Personal data of millions of Americans exposed from PC in China

Personal data of millions of Americans exposed from PC in China

Security lapse or security blunder?– Private data of 56M Americans exposed from China is apparently taken from CheckPeople.com.


Security lapses are quite common nowadays and should not come as a surprise. But, there’s a difference between security lapse and blunder, and the recent incident is purely an example of the latter.


According to The Register, a white hat hacker using the Twitter handle @Lynx0x00 identified a database hosting personal sensitive data of over 56.25 million Americans. The database was stored on a computer in China using an IP address located in the Eastern Chinese region Hangzhou. 

The NoSQL database is massive, according to the hacker as it contains roughly 22GB of private data, which includes sensitive information including past and present home addresses, real name, age, and relations as well as phone numbers. What’s worse is that the database is still available for public access without any authentication.

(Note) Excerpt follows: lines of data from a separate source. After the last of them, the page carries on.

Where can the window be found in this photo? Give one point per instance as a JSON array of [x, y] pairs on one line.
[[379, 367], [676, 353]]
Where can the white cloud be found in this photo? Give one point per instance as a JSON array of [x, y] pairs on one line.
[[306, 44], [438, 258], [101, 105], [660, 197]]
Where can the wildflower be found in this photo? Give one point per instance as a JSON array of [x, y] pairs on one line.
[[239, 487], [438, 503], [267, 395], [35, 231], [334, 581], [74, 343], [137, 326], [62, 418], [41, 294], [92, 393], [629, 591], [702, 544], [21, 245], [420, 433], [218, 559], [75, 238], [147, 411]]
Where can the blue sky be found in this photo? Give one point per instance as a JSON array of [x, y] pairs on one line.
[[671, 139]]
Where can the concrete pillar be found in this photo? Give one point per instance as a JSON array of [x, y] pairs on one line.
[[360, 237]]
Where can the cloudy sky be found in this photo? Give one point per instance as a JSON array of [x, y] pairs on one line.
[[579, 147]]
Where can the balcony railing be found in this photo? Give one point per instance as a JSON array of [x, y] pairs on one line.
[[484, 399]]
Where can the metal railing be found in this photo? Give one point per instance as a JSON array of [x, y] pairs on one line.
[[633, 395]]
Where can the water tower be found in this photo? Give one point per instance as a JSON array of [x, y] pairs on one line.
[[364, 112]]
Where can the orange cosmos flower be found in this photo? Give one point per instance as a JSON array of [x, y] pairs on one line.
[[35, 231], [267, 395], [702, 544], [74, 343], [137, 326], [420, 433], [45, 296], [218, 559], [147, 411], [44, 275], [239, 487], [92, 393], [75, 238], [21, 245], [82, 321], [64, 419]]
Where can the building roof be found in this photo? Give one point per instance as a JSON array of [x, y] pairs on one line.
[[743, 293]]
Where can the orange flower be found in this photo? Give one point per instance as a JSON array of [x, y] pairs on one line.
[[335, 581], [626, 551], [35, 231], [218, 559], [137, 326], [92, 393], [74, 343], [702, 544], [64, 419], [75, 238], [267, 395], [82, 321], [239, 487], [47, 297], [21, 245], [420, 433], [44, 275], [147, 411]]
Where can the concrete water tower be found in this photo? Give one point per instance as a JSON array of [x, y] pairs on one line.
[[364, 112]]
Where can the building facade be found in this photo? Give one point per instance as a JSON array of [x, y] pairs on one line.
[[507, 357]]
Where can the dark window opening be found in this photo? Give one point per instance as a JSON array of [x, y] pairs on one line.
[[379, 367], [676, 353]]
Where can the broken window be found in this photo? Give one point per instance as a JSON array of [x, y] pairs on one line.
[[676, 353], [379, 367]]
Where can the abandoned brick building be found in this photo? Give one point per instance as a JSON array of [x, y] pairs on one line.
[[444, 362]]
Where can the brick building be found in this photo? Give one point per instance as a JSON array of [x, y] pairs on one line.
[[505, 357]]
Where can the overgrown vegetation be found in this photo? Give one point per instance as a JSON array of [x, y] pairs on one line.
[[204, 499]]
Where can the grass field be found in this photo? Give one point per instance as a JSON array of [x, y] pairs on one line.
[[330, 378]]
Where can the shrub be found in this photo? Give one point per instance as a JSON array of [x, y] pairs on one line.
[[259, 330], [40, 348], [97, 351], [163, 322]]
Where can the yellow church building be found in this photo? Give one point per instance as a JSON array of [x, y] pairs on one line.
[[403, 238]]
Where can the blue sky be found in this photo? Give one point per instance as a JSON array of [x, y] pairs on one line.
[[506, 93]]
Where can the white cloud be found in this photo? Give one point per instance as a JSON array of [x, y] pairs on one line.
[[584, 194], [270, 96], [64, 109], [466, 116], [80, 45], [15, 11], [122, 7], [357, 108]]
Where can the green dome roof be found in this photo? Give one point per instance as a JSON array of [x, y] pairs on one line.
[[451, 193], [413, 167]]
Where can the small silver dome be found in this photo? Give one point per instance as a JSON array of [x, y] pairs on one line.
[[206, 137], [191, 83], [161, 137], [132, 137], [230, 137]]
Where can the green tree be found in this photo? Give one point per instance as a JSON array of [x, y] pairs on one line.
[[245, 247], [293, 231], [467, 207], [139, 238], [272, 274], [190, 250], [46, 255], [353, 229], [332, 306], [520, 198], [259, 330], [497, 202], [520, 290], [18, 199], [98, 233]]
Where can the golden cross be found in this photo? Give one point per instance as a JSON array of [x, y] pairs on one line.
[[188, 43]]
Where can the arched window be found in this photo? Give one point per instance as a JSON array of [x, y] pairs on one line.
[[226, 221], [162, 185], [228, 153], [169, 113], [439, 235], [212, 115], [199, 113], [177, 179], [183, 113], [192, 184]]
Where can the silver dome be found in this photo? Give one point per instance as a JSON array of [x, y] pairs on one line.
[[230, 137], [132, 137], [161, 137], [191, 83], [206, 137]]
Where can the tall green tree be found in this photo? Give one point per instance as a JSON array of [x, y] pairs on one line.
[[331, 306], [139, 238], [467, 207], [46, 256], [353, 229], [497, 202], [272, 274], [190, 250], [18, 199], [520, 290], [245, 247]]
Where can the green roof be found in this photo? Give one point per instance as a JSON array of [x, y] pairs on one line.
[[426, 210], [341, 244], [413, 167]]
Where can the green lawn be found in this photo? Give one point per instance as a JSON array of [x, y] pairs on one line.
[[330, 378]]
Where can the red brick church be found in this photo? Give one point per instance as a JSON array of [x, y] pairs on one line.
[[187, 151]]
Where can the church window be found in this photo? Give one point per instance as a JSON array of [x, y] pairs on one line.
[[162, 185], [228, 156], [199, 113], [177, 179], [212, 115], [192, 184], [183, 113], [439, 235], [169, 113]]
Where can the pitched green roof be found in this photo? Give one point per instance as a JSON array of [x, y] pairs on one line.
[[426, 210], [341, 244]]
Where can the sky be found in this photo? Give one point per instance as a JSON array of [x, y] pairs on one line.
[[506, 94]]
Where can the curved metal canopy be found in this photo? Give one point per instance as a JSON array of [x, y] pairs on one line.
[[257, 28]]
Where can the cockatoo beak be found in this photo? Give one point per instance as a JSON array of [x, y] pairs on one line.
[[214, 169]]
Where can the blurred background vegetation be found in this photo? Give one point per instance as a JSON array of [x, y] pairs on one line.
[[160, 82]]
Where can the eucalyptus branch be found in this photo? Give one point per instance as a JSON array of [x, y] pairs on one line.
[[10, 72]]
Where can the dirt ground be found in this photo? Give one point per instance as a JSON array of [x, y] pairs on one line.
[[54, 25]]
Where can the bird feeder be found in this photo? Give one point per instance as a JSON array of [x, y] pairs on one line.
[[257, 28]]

See: Database with 1.2 billion people’s data leaked online without password


Upon further digging, it was identified that the computer was linked to the Internet via web hosting service facilitated by Alibaba. It can be termed as a grave security blunder because even researchers are perplexed regarding why the information was stored on a Chinese computer and made freely accessible to give spammers and extortionists a chance to exploit it.